Les constables spéciaux du palais de justice de Québec seront équipés de téléavertisseurs leur permettant de recevoir le signal de détresse envoyé par un juge ou une greffière.

Des «boutons panique» au palais de justice

Toutes les salles d'audience du palais de justice de Québec viennent d'être équipées d'un «bouton panique» qui permettra à la greffière ou au juge d'appeler des renforts en cas de grabuge, a appris Le Soleil.
La plupart des journées se déroulent placidement dans une salle de cour, avec l'ennui comme principale menace.
Mais il suffit d'un accusé ulcéré de la peine qu'on lui impose, d'un autre qui veut s'enlever la vie ou d'un troisième qui fait un malaise cardiaque pour que tout bascule. Et dans ces moments, l'unique constable spécial présent dans une salle d'audience peut avoir besoin de l'aide de ses collègues. Rapidement.
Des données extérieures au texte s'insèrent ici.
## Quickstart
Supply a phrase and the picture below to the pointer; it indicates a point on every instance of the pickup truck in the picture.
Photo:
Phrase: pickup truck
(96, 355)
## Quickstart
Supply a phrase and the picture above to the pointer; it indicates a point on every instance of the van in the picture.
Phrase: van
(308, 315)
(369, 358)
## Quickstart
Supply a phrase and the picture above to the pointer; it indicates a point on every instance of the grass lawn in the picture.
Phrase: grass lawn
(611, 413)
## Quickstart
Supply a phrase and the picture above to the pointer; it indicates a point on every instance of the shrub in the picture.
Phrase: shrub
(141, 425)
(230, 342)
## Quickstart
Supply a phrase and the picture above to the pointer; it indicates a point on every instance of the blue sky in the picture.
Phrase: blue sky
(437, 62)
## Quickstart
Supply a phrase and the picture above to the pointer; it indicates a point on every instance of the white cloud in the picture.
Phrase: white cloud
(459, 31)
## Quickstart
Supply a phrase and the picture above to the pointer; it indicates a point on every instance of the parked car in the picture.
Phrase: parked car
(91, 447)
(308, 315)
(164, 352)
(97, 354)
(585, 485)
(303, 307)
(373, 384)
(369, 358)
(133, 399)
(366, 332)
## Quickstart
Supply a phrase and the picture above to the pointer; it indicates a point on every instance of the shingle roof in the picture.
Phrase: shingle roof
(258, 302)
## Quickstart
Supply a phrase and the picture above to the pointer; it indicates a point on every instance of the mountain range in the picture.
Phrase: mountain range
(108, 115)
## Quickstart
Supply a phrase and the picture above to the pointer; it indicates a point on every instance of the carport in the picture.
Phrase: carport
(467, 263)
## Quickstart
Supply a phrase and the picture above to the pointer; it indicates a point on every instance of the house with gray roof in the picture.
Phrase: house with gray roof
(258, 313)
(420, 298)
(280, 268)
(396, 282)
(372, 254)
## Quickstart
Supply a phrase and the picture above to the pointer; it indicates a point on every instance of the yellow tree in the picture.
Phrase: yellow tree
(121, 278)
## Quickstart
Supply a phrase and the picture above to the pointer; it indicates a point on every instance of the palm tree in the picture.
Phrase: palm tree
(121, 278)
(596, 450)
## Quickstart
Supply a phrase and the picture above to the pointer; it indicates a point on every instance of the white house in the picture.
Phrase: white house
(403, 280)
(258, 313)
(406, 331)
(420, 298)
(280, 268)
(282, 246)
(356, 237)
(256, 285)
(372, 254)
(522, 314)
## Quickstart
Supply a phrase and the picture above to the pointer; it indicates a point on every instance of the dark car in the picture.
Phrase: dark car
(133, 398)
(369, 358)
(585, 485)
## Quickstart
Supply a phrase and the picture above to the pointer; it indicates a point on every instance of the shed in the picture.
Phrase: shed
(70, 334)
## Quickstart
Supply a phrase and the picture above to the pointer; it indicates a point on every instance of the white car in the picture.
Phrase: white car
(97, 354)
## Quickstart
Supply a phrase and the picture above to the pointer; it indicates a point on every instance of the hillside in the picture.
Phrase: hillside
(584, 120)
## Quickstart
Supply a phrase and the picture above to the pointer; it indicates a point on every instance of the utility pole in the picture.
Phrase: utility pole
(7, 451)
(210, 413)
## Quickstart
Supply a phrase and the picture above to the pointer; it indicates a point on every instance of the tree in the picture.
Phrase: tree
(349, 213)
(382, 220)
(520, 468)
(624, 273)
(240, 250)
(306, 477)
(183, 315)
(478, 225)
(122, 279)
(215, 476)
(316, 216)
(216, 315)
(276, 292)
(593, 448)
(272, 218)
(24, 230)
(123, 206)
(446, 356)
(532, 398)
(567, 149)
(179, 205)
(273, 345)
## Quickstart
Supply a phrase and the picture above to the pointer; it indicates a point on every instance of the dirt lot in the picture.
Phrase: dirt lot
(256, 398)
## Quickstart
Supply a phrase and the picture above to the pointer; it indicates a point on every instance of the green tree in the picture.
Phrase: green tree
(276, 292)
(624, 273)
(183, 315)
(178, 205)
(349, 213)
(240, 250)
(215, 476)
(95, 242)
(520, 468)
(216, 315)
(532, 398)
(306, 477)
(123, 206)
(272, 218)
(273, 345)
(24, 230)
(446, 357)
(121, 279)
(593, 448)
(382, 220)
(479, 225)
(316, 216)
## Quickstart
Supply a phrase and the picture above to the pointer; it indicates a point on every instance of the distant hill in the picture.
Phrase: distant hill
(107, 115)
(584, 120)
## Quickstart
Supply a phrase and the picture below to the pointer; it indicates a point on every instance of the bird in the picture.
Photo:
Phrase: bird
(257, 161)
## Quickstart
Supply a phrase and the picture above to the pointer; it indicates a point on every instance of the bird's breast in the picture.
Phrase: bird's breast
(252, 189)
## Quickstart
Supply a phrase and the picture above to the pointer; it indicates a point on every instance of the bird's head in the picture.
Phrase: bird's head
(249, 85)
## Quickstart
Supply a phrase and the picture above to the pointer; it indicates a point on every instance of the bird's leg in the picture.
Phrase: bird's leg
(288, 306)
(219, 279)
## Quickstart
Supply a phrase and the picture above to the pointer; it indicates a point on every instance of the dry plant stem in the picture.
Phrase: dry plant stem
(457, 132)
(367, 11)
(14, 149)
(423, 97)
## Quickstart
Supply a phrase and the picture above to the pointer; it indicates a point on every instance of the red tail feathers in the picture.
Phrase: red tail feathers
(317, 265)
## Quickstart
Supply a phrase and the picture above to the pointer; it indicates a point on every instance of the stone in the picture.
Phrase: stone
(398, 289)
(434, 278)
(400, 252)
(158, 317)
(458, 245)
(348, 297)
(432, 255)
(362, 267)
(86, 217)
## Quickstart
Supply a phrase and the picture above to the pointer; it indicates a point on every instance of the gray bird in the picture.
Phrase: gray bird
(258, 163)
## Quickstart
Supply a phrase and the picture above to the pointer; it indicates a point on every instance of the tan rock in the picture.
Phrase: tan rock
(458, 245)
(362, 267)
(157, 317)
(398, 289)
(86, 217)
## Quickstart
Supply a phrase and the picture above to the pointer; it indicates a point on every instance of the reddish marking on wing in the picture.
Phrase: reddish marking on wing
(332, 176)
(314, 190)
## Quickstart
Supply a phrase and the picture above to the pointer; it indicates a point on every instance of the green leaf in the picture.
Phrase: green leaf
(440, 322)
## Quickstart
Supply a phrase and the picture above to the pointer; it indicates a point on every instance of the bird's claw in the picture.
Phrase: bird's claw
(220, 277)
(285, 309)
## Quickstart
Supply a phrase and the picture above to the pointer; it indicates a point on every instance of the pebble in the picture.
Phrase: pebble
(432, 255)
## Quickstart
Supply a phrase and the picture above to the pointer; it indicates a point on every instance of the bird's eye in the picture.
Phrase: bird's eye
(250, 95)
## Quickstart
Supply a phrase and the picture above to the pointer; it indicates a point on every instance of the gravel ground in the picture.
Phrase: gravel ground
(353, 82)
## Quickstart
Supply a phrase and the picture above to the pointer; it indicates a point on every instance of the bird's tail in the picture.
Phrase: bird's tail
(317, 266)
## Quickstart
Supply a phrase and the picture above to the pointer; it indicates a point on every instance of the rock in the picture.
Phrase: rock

Et comme, en pleine intervention, il peut être difficile pour le constable spécial d'appeler des renforts, la greffière et le juge pourront désormais le faire grâce aux nouveaux boutons, en fonction depuis lundi dans toutes les salles d'audience, au criminel comme au civil. Un bouton vert pour les cas d'assistance et un bouton rouge pour les cas d'urgence.
Le signal est aussitôt transmis par téléavertisseur à tous les constables spéciaux sur le plancher avec le numéro de salle d'audience et le niveau d'alerte.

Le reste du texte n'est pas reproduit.